What I liked about it was that Miri, the main character, was smart, but not particularly special except in that she learned. The value of books was am important part of the story. They actually played a role in the story and in Miri's growth, and were not just lazy short-hand used by the author to say "Hey, look how smart my character is!" Miri was always learning, and this is what made her stand out from far too many spastic princesses in other stories I've read or read about, and who show zero growth or real smarts.

I liked that the girls weren't the usual suspects in these stories, but the daughters of quarriers (and some of the girls were quarry workers themselves) in a pit which produced a special high quality stones used for important buildings in the cities down the mountain. I didn't like the 'us versus them' mentality (mountain people against lowlanders, where the mountain people were considered primitive and dumb and the lowlanders urbane and cultured), but I did like that the girls were not in fixed groups or fixed mentalities. Relationships changes and morphed, and the bitchy girl wasn't always the bitchy girl. The ending was very different from what you might expect and really turned the story again from the course you might expect.

The thing was though, that while I always feared that this story would go straight to hell in a hand-basket, I always had the feeling that it could completely capture me, and this is what it did in the end, so I recommend this for those of you who, like me, are tired of trope and ready to quit with cliché. Yes, it did have some examples still of that kind of mentality - that the girl must end up with the boy for example, but overall it was different enough and enjoyable enough, and above all unpredictable enough that I consider it a very worthy read. Or listen - Laura Credidio does a decent job of rendering the characters, although her voice was a bit annoying at times.

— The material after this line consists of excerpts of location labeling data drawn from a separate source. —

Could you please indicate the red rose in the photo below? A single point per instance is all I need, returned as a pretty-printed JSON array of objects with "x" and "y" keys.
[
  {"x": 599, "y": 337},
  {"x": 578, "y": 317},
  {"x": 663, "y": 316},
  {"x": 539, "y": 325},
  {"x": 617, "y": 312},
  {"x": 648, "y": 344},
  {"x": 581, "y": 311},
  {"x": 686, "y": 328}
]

Lastly, one thing I don't get about this is that it's part of a series. Why? This was a great story and it was told well, and it came to a satisfying conclusion. Why did the author feel the need to ruin all that by dragging it unnaturally, kicking and screaming, into a series? Is she so lacking in imagination that she can't think of a new idea to write about? Let it be known that I have no intention of following the series. As far as I'm concerned, this book stops here!


Blood's Pride by Evie Manieri


Rating: WARTY!

If I'd known that Kirkus rated this one as "highly imaginative" I would never have picked it off the library shelf! I don't think Kirkus ever met a book they didn't like which means their reviews are utterly useless. If I'd also known it was the first of a series I would have thought twice about it and definitely would have no interest in a series after listening to a small portion of this.

Bianca Amato has a charming voice and would be a delight to have a conversation with, but in telling a story like this, she sounded ponderous and slow, and the story itself moved at a glacial pace. I couldn't stand to listen to it, but had I the print or e-version, I still wouldn't have been able to stomach it, so I guess this author is not for me, and I am not for her! The only review I can give is this much: that I gave up on it at about 10% in (or slightly less).

One problem with audiobooks is that you can never tell where the prologue ends, so I ended up listening to much of it, and this served once again only to remind me why I so dedicatedly skip all such prefaces, forewords, intros, prologues and whatever. They're tedious and contribute NOTHING to a story. Enough with them already, you authors! Get on with the damned story!

This one was far too tedious to stay with. Life is short and books like this are too long and too common! Move along! This is not the adventure you're looking for!